Sideways is about wine and the love of wine – and before your eyelids gently close, it's a very funny film indeed.

Director Alexander Payne (best known for About Schmidt) and Rex Pickett, who wrote the original novel, squeeze delectable comedy from the absurd world of the wine obsessive. If I hadn't read the glowing reviews in Rolling Stone, the Onion, Empire, and just about anywhere else you care to mention, I would have worried that it can ony really tickle jaded wine industry hacks.

But, as with all great satire, the film manages to pull universal truths from particular moments. It's not just about wine. When the wonderfully hangdog hero kills a romantic build-up with the words, 'yeah, but I've been opening other wines than Rieslings', it stands for every failed seduction you've ever known.

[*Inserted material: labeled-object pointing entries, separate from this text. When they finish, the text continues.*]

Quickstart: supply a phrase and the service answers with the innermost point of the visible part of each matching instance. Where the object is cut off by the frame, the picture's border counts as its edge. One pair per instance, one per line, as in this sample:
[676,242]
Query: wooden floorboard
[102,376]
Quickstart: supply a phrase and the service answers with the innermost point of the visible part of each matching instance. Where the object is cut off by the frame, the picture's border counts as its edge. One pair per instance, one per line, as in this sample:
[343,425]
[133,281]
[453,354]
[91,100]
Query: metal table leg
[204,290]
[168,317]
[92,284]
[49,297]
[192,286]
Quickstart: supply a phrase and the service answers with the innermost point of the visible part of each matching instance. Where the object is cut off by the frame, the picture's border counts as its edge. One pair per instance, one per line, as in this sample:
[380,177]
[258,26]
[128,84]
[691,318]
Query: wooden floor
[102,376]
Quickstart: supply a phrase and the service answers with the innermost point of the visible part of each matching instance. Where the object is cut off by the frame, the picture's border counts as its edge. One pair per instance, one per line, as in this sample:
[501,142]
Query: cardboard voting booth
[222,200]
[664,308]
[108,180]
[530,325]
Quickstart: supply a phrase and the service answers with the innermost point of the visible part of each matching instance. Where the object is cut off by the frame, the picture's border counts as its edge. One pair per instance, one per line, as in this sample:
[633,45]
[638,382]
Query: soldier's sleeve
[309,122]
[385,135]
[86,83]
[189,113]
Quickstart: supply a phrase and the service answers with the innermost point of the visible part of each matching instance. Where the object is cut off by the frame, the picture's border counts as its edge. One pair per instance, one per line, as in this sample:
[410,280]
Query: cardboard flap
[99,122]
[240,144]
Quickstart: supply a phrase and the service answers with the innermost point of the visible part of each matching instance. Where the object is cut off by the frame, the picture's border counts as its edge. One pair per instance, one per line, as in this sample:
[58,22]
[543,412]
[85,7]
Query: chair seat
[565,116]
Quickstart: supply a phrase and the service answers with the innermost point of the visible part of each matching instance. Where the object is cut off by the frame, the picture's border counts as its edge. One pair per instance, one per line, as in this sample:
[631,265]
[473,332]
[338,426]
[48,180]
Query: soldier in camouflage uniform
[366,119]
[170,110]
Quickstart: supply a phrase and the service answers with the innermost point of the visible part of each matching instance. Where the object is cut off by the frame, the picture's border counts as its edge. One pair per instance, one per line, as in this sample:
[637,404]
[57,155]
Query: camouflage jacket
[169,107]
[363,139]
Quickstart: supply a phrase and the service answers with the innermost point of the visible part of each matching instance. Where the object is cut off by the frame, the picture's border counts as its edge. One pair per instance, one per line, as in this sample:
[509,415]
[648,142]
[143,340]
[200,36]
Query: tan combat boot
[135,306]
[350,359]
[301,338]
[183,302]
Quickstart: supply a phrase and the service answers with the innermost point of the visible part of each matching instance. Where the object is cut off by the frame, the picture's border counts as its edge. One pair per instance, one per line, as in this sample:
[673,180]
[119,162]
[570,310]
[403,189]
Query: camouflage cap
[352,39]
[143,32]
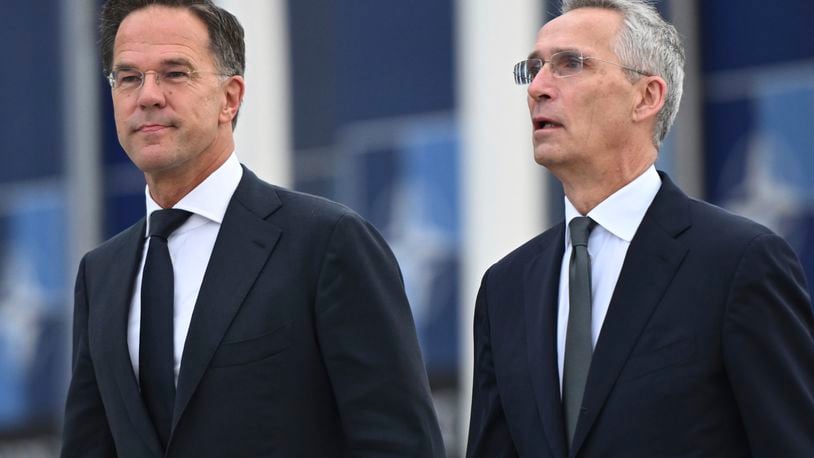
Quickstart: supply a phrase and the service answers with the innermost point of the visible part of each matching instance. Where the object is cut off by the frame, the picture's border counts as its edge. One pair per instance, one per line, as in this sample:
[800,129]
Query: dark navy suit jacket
[707,349]
[301,344]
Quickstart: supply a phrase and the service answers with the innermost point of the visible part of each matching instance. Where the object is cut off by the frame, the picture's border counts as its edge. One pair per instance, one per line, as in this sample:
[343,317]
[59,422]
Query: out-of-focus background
[404,110]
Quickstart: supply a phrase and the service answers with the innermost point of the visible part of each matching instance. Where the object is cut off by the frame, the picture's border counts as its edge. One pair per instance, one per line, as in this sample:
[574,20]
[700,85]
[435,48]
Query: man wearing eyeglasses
[647,324]
[239,319]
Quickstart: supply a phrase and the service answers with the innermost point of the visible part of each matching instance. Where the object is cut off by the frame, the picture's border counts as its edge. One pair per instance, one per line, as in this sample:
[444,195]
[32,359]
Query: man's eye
[572,62]
[129,79]
[176,76]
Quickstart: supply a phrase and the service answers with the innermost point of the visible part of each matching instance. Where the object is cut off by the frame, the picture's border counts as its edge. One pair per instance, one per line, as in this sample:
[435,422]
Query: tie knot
[581,228]
[164,222]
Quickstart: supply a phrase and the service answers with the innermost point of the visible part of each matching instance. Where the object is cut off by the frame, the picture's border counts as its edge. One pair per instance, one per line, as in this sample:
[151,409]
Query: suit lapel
[243,245]
[114,303]
[543,276]
[652,260]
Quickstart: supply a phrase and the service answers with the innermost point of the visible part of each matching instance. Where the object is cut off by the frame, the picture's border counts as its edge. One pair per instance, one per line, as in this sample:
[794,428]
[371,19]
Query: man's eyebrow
[537,55]
[174,62]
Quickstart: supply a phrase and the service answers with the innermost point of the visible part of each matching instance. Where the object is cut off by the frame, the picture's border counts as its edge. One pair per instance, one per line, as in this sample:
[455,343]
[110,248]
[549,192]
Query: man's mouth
[545,124]
[148,128]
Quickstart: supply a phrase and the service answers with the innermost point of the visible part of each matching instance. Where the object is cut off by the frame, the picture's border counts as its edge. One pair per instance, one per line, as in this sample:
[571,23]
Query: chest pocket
[246,351]
[670,354]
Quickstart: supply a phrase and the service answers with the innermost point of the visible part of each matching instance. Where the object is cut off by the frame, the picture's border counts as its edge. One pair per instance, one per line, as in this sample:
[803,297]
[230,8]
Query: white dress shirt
[618,218]
[190,247]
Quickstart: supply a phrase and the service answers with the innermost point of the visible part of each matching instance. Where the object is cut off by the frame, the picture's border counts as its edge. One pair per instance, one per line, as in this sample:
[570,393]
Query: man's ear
[651,93]
[233,89]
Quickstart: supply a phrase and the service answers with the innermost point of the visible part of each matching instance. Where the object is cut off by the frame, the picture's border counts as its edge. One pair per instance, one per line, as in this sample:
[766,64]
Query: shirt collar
[211,197]
[623,211]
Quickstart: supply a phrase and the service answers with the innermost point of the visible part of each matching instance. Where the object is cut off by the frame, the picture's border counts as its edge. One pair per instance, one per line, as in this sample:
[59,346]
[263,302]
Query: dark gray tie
[578,347]
[156,356]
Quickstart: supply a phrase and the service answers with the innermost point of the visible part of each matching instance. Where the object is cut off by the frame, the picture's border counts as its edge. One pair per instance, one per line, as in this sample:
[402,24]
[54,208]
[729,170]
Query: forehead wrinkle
[141,37]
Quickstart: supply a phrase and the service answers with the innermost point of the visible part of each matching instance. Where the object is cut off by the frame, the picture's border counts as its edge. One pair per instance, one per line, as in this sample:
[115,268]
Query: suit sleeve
[369,344]
[769,350]
[85,431]
[488,432]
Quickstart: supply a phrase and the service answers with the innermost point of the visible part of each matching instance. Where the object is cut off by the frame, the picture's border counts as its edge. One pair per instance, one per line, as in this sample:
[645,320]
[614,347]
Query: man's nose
[150,92]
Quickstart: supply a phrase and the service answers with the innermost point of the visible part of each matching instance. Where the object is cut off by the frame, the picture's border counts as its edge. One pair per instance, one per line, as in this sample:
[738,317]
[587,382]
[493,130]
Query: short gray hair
[648,43]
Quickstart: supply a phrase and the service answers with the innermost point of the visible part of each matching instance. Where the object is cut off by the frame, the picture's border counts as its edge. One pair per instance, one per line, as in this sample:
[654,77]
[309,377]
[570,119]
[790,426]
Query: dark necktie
[578,348]
[156,356]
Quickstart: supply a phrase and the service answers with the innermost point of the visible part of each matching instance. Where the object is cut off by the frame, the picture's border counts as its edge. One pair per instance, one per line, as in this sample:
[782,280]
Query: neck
[587,191]
[168,188]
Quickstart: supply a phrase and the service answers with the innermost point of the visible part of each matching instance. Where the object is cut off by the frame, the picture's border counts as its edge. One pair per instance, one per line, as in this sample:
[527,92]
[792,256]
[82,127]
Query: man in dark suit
[239,319]
[647,324]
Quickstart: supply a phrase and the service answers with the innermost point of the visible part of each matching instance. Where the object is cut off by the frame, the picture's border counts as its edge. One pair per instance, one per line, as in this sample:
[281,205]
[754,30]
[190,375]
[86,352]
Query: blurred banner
[759,115]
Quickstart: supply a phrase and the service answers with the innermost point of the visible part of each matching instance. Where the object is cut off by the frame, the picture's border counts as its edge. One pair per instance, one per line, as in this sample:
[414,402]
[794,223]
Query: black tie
[578,347]
[156,356]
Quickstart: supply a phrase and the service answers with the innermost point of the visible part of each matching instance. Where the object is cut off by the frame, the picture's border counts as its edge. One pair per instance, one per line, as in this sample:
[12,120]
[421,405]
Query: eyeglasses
[127,80]
[562,65]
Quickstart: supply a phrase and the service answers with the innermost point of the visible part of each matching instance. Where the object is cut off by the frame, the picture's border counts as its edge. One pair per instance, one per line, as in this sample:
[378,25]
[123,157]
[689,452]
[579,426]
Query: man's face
[168,129]
[581,123]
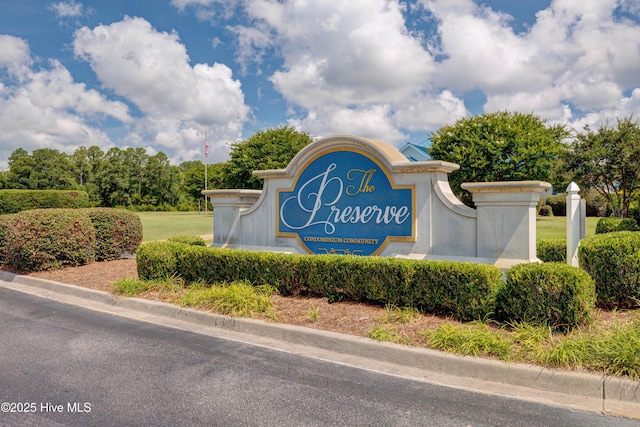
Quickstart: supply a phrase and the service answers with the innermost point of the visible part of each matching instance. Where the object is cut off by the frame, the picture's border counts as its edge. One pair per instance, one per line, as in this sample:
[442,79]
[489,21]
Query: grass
[236,299]
[314,314]
[611,350]
[162,225]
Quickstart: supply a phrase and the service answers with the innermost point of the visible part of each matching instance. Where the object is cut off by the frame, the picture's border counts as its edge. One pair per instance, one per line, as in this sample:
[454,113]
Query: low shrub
[556,295]
[45,239]
[13,201]
[158,260]
[612,224]
[552,250]
[461,290]
[613,260]
[558,203]
[189,239]
[118,232]
[596,203]
[545,210]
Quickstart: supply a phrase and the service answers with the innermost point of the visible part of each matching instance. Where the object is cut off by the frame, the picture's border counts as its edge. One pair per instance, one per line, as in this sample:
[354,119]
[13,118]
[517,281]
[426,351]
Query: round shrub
[46,239]
[556,295]
[545,210]
[13,201]
[552,250]
[612,260]
[118,232]
[188,239]
[5,223]
[612,224]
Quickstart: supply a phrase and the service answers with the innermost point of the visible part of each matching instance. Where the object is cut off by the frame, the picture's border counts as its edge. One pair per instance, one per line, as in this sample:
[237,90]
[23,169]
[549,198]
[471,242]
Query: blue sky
[158,74]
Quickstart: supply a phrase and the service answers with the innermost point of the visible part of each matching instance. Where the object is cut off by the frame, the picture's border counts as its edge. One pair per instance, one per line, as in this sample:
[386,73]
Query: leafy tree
[266,149]
[501,146]
[20,169]
[608,160]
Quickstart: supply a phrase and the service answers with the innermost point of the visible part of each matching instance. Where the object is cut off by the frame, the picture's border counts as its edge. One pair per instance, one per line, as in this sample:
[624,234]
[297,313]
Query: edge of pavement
[583,391]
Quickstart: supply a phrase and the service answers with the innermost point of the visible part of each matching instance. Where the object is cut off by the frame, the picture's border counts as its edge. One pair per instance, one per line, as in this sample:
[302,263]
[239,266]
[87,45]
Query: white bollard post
[573,223]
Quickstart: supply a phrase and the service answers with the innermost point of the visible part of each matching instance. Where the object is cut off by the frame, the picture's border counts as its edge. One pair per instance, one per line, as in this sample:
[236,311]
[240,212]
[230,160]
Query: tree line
[500,146]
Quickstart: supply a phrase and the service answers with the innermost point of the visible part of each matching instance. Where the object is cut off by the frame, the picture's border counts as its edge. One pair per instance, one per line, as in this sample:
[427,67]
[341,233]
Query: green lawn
[551,228]
[162,225]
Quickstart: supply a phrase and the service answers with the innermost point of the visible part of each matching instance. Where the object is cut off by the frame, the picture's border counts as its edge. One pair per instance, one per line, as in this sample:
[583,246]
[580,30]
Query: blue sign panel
[345,202]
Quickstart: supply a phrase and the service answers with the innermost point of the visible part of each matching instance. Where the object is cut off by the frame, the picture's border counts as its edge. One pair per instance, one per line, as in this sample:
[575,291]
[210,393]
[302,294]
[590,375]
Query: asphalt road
[63,365]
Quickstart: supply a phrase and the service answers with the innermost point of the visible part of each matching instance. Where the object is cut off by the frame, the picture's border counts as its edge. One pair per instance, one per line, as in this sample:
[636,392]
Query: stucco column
[506,219]
[227,205]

The central character, Miles (Paul Giametti), is a neurotic, divorced, failed author who knows his 61 Cheval Blanc from, well, his 62 Cheval Blanc. He sets off with his best friend, the soon-to-be-married soap actor Jack (Thomas Haden Church) on a last bachelor fling – a wine-tasting trip through the Santa Ynez valley.

While Jack wants to get laid a few more times before settling down, Miles wants to get published (his novel is called The Day After Yesterday) and work his ex-wife out of his system.

I never thought wine could be so funny. Miles is saved from pomposity by a healthy sense of the absurd, and the constant rug-pulling of Jack, who belts down his glass while Miles is still pursing his lips and slurping, and says things like 'man, that Stephanie really knows her fruit,' after his latest conquest in the vineyards.

There is wonderful slapstick. After hearing his book's been turned down, Miles tries to get drunk in a winery tasting bar ('Sir! This is a tasting room'), and upends a full spittoon over his mouth. Or there's Jack and Miles pursued down the road by the naked husband of one of Jack's waitress flings, or any number of other moments that had the audience guffawing.

And there's also an exquisite wine seduction scene, with Maya (Virginia Madsen) saying things like 'it was the 88 Sassicaia that really got me into wine,' and making it sound like the sexiest thing you've heard in your life.

The film pays respectful homage to great wine (even as Miles drinks 61 Cheval Blanc out of a paper cup in McDonalds) – and deflates the pomposity of the wine world. For all of us who have endured nonsense of the 'wine is the guardian of western civilization' sort, it's a breath of fresh air.

But at the same time its obviously been made with a connoisseur's eye. The Santa Ynez Valley is lovingly filmed, the wineries are real (Sanford, Firestone, Fess Parker, Foxen...), the locations perfect. The servers in the wineries, the wine talk, the tasting protocol – all are note perfect, and so subtly undercut as to be funny and celebratory at the same time. A delight.